Q. Would you please explain what is meant by God’s 7,000 year plan?
 
A. Up until now God has allowed approximately 6,000 years for humanity to write the painful lesson of “doing its own thing” – going its own way without the revealed knowledge of its Creator.

A study of biblical chronology indicates that Adam and Eve (our first parents) were created about 4,000 years before Christ (Gen. 5, 10; I Chron. 1-9; Matt. 1; Luke 3). And almost another 2,000 years have elapsed since the time of Christ’s birth – totaling nearly 6,000 years of human civilization to date.

And the Bible tells us that shortly after the appearance of Christ on this earth again, a peaceful, utopian, 1,000-year reign begins on this planet (Rev. 20:1-10; Isa. 11)

These two general spans of time (approximately 6,000 years of man’s rule; approximately 1,000 years of God’s rule) add up to a period of about 7,000 years.

Further, the 7,000-year concept comes from an analogy between the perfect weekly cycle (seven days) and the apparent 6,000 years allotted to mankind prior to the millennium.

We must realize that even though the saints will live and reign with Christ for 1,000 years (Rev. 20:4), there is still an undetermined period of time allowed after the millennium during which Satan will be loosed and the Great White Throne judgment will take place (Rev. 20:11-12). This span of time is in addition to the 1,000 year period.
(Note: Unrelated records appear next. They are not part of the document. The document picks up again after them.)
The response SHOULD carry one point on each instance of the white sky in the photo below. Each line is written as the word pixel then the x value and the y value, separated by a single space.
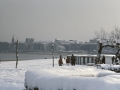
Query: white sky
pixel 57 19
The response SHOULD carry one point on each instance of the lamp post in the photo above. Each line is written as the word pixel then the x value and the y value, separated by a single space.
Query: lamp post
pixel 52 49
pixel 16 53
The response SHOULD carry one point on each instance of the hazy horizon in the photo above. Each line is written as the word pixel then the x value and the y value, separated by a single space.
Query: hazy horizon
pixel 57 19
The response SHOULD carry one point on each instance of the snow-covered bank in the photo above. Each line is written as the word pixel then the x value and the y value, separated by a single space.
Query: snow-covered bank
pixel 79 77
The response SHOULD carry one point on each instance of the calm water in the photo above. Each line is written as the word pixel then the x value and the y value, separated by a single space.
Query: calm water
pixel 27 56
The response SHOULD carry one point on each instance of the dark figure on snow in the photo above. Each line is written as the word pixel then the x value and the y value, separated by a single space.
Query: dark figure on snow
pixel 67 61
pixel 60 62
pixel 112 59
pixel 73 60
pixel 103 59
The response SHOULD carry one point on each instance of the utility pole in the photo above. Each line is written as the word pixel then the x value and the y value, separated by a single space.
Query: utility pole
pixel 16 53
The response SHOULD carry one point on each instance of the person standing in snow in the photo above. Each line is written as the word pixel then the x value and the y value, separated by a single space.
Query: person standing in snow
pixel 73 60
pixel 112 59
pixel 60 62
pixel 67 61
pixel 103 59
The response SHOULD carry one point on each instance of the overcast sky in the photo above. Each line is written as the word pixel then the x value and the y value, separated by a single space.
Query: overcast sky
pixel 57 19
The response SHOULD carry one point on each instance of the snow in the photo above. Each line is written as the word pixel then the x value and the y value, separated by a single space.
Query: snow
pixel 42 74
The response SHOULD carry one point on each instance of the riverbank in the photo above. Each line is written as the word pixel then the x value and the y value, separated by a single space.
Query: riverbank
pixel 30 56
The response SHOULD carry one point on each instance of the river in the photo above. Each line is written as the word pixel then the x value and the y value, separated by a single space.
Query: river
pixel 29 56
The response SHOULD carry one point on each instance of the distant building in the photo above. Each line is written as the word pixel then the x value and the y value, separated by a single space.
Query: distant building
pixel 29 40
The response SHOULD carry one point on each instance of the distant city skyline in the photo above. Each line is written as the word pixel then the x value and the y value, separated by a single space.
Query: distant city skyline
pixel 46 20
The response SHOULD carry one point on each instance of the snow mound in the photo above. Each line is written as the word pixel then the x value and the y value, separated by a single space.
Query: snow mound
pixel 66 78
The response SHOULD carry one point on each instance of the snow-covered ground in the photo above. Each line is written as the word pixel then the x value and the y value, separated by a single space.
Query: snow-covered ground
pixel 47 77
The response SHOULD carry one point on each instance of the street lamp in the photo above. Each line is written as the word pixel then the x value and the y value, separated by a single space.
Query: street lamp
pixel 52 49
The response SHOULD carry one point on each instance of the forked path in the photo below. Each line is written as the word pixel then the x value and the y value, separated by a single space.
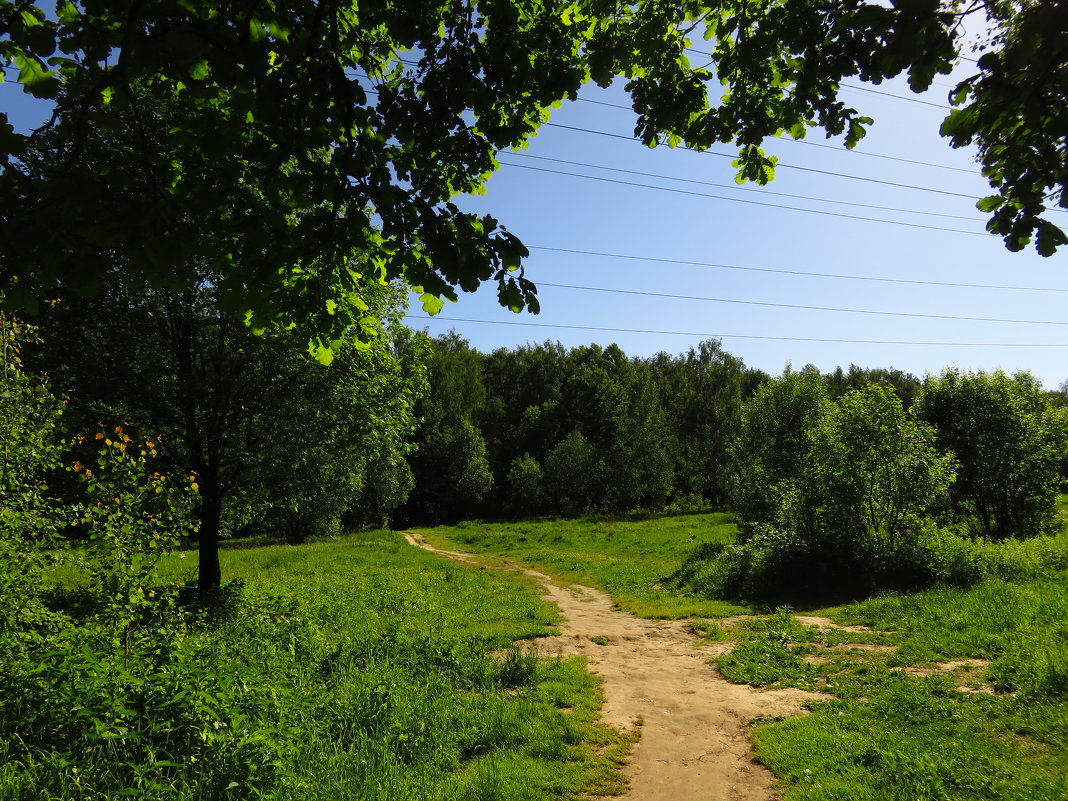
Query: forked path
pixel 694 743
The main biblical indication of a 7,000-year plan is the evidence provided by the millennium as a type of God’s rest of Sabbath (compare Revelation 20 and Hebrews 4). If the millennium represents a “Sabbath” then it would be logically preceded by six similar 1,000-year “days.”

II Peter 3:8 provides a basis for setting the length of each millennial day: “...One day is with the Lord as [Greek: hos] a thousand years, and a thousand years as [hos] one day.” But we need to realize that even if we understand this as a literal statement regarding a 7, ooo-year plan, it is not giving us a precise, measured duration.

Why not? Because hos before numerals denotes “nearly,” “about,” “approximately.” Compare its usage in Mark 5:13, “about two thousand”; Mark 8:9 “about four thousand; John 6:19, “about five and twenty or thirty”; John 21:8, “as it were two hundred cubits”; Acts 13:18, 20; “about the time of forty years . . .about the space of four hundred and fifty years.”